Start Here
Empire AI Systems Guide — Choosing the Right System and Node Type
This guide is the starting point for choosing the right Empire AI environment. It gives a hardware-focused view of Alpha, Grace, and Beta so you can understand what is available, what each environment is best for, and how to think about node types, GPU types, CPU architecture, and Slurm targeting.
Related articles
Choosing the right system and node type
Alpha and Beta are designed to complement each other rather than replace one another. Within Alpha, you can choose between H100 and H200 nodes, and for the largest or most demanding workloads you can move to the separate Beta NVL72 B200 environment. Grace nodes fit alongside Alpha for CPU-heavy and ARM64 workflows.
- Alpha H100 nodes (
alphagpu01-alphagpu18) are a solid default for many training runs and experiments that fit within 80 GB of GPU memory per device. They are often a good starting point for model development, tuning, and smaller production workloads. - Alpha H200 nodes (
alphagpu19-alphagpu24) provide 141 GB of GPU memory per device and are better suited to larger models or batch sizes, as well as training runs where you want to reduce activation checkpointing or host-to-device transfers. - Grace ARM nodes (
betagg01-betagg60) are a good fit for pre- and post-processing, data preparation, software validation, and HPC-style CPU workloads that sit next to Alpha GPU workflows without consuming GPU time. - Beta NVL72 B200 nodes are intended for very large models and high-throughput inference at scale. If a workload already saturates Alpha or requires the newest Blackwell-generation AI platform, Beta is likely the better target.
In practice, researchers start on Alpha H100 nodes, move to H200 nodes when they need more memory headroom, place CPU-heavy work on Grace, and then transition the heaviest training and inference workloads to Beta once they are ready to scale out.
Recognizing node types in Slurm
Alpha and Grace share a common Slurm environment, so you select between those resources through partitions and the node ranges documented for each system. The current partition name for Grace is grace, while Alpha currently uses institutional partitions and is expected to transition to an alpha hardware-tier partition.

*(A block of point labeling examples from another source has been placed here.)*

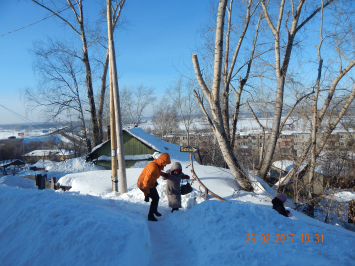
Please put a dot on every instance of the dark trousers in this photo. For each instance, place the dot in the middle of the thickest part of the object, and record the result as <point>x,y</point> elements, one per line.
<point>154,196</point>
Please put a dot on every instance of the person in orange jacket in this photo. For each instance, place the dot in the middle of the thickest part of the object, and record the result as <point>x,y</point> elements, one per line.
<point>147,182</point>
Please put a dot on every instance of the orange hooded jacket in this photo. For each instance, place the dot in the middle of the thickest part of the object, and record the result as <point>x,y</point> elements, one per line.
<point>151,173</point>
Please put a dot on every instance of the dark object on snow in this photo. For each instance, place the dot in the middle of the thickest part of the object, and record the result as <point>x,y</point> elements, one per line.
<point>186,189</point>
<point>279,207</point>
<point>173,178</point>
<point>351,215</point>
<point>204,194</point>
<point>282,197</point>
<point>153,209</point>
<point>41,181</point>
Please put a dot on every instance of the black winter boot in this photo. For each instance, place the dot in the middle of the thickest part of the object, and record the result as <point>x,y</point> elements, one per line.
<point>151,216</point>
<point>155,211</point>
<point>174,209</point>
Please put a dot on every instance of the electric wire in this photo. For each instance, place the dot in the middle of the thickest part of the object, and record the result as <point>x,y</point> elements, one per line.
<point>34,22</point>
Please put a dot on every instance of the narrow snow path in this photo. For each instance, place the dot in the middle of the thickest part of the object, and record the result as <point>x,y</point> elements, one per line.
<point>170,246</point>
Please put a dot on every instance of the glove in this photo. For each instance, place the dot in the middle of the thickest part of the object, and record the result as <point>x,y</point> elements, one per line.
<point>165,175</point>
<point>289,214</point>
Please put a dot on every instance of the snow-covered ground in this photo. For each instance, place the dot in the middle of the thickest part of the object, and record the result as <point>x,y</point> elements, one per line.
<point>91,225</point>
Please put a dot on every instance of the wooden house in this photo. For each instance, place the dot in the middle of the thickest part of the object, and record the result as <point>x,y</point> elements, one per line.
<point>52,155</point>
<point>136,145</point>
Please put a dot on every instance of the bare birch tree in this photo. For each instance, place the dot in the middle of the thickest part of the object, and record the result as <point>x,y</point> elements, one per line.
<point>219,119</point>
<point>181,95</point>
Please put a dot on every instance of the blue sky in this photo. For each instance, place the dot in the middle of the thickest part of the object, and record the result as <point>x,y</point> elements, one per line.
<point>162,36</point>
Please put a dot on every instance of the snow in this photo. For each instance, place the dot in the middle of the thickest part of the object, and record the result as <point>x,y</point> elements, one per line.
<point>91,225</point>
<point>49,152</point>
<point>127,157</point>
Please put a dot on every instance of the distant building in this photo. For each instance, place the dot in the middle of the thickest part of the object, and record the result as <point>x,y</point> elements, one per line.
<point>52,155</point>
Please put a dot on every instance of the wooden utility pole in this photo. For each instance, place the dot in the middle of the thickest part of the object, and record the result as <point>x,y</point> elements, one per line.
<point>115,114</point>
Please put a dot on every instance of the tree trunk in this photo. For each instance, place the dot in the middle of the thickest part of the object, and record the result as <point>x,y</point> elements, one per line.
<point>102,97</point>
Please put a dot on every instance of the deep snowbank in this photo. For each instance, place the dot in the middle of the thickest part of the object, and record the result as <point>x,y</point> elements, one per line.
<point>51,228</point>
<point>218,231</point>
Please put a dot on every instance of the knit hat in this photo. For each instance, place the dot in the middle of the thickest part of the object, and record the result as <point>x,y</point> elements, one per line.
<point>175,166</point>
<point>282,197</point>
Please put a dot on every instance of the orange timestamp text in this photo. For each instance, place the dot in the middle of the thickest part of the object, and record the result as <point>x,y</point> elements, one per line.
<point>284,238</point>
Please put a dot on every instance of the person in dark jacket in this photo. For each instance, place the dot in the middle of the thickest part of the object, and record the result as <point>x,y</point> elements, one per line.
<point>278,205</point>
<point>173,177</point>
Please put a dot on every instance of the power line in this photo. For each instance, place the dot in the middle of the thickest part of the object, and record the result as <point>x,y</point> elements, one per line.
<point>23,118</point>
<point>34,22</point>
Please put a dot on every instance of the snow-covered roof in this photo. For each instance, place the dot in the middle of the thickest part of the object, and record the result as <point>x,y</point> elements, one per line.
<point>157,144</point>
<point>50,152</point>
<point>127,157</point>
<point>160,146</point>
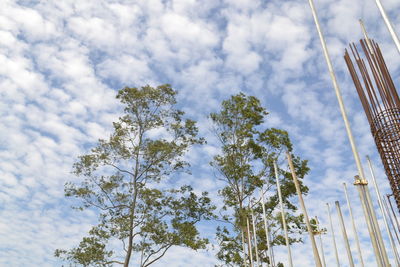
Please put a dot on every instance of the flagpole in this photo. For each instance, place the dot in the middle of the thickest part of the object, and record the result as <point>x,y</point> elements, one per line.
<point>333,235</point>
<point>378,194</point>
<point>303,207</point>
<point>345,238</point>
<point>283,215</point>
<point>354,225</point>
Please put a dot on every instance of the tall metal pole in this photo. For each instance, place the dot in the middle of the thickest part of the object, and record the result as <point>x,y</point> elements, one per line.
<point>359,185</point>
<point>320,242</point>
<point>266,228</point>
<point>244,251</point>
<point>345,238</point>
<point>354,225</point>
<point>255,237</point>
<point>278,186</point>
<point>303,207</point>
<point>394,213</point>
<point>249,239</point>
<point>376,226</point>
<point>343,112</point>
<point>388,24</point>
<point>390,218</point>
<point>333,235</point>
<point>378,194</point>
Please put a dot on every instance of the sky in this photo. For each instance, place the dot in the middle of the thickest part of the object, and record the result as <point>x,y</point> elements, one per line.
<point>62,62</point>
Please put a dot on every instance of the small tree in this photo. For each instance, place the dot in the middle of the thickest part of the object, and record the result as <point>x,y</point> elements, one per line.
<point>246,166</point>
<point>120,178</point>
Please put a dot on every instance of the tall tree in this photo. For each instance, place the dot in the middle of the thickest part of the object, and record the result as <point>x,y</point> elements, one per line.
<point>120,178</point>
<point>245,164</point>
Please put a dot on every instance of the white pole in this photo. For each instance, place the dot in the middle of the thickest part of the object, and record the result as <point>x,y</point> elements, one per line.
<point>249,240</point>
<point>354,225</point>
<point>244,250</point>
<point>320,242</point>
<point>378,194</point>
<point>333,235</point>
<point>255,237</point>
<point>388,25</point>
<point>345,238</point>
<point>303,207</point>
<point>266,228</point>
<point>341,105</point>
<point>278,186</point>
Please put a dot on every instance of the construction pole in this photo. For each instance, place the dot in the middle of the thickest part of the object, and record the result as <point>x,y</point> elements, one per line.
<point>244,251</point>
<point>255,237</point>
<point>345,238</point>
<point>377,228</point>
<point>333,235</point>
<point>390,218</point>
<point>367,213</point>
<point>378,194</point>
<point>319,231</point>
<point>283,215</point>
<point>249,239</point>
<point>266,228</point>
<point>341,106</point>
<point>303,207</point>
<point>394,213</point>
<point>388,24</point>
<point>353,225</point>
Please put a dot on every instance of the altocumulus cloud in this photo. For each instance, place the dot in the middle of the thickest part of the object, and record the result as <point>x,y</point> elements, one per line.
<point>62,62</point>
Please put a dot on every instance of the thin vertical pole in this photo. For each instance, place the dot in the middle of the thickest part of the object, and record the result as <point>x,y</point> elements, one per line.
<point>333,235</point>
<point>345,238</point>
<point>342,108</point>
<point>394,213</point>
<point>388,25</point>
<point>283,214</point>
<point>377,228</point>
<point>303,207</point>
<point>255,237</point>
<point>320,242</point>
<point>266,228</point>
<point>249,239</point>
<point>359,185</point>
<point>378,194</point>
<point>353,225</point>
<point>390,218</point>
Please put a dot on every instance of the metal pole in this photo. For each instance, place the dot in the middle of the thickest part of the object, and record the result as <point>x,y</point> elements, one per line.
<point>255,237</point>
<point>303,207</point>
<point>244,250</point>
<point>266,228</point>
<point>394,213</point>
<point>390,218</point>
<point>338,93</point>
<point>320,242</point>
<point>377,228</point>
<point>378,194</point>
<point>388,25</point>
<point>333,235</point>
<point>278,186</point>
<point>354,225</point>
<point>345,238</point>
<point>249,239</point>
<point>359,184</point>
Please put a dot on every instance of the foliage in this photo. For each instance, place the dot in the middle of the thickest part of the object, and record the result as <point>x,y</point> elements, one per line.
<point>245,164</point>
<point>120,181</point>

- Alpha H100 nodes — currently accessed through your institutional Alpha partition, using the Alpha H100 node range
alphagpu01-alphagpu18. - Alpha H200 nodes — currently accessed through your institutional Alpha partition, using the Alpha H200 node range
alphagpu19-alphagpu24. - Grace nodes — accessed through the
gracepartition, using the Grace node rangebetagg01-betagg60for CPU-only ARM64 work.
Beta NVL72 B200 nodes are handled through a separate Slurm environment rather than the shared Alpha and Grace scheduler. To see the current Alpha and Grace configuration, you can run commands such as sinfo to list partitions and node states.
Alpha hardware
Alpha is the general GPU environment for H100/H200-class workflows, interactive GPU debugging, model training, inference, and batch experimentation. The current GPU pool is 192 GPUs across 24 GPU nodes, 8 GPUs per node with 10 ConnectX-7 400Gb/s NICs, 30TB of NVMe caching space, and 2TB of system memory.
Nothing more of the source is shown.